The all-important US services sector rebounded in December, underscoring steady economic activity as American companies hit a year-end rush, according to an industry survey released Tuesday.

The bump in the Institute for Supply Management's services index a drew a stark contrast with the manufacturing sector, which has been in recession for months and in December hit its weakest activity in a decade.

ISM said its non-manufacturing index rose 1.1 points to 55 percent last month, surpassing economists' expectations to rise to its highest level since August. Services is by far the largest segment of the US economy, and any reading of the ISM index above 50 indicates growth.

As the 2019 holiday shopping season reached its peak, retailers reported strong activity, while the entertainment, management and health care also saw healthy growth.

But education, real estate, wholesale trade and mining, an industry which includes the oil sector, reported slowing activity.

"We've seen many of our respondents saying they're getting their year-end orders in," ISM survey chair Anthony Nieves told reporters on Tuesday.

Shoppers in New York City just before Christmas 2019
Shoppers in New York City just before Christmas 2019 GETTY IMAGES NORTH AMERICA / David Dee Delgado

A spate of recent good economic news -- including a truce in the US-China trade war, reassurance from the Federal Reserve that it will not raise interest rates and continued job creation -- helped support the services sector, he said.

"As employment goes, that's how this sector goes. All that good, positive news has been helping the consumer psyche."
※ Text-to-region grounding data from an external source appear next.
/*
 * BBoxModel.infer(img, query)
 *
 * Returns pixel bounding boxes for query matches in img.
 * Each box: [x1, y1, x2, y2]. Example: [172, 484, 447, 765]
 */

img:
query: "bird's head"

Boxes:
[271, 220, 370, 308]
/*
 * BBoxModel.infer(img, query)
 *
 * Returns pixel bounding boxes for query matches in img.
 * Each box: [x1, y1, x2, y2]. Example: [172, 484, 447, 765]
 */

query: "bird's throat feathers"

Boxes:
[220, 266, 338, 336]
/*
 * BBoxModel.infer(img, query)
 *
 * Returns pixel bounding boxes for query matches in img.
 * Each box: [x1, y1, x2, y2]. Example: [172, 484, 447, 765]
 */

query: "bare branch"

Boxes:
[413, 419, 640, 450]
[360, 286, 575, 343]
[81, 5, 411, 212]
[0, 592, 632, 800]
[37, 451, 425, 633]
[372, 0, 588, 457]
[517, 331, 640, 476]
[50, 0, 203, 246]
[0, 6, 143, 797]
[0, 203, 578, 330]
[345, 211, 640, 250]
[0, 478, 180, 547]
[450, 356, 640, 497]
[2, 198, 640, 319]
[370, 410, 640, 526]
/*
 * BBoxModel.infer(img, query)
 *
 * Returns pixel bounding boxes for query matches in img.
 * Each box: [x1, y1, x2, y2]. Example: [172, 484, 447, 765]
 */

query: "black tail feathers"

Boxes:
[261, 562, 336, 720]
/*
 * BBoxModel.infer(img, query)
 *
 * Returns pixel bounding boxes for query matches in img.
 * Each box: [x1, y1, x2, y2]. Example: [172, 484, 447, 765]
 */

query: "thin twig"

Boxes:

But the details of the survey showed the backlog of orders continued to shrink, but at a slower pace, while export orders grew, also at a slower pace, both of which could point to less robust expansion in the coming months.

Analysts at Oxford Economics said it expected "solid, albeit slower growth" in the service sector in early 2020.

"Cooler employment trends, continued cautious business investment and softer consumer spending momentum will lead to more modest domestic momentum in 2020," the firm said in a commentary.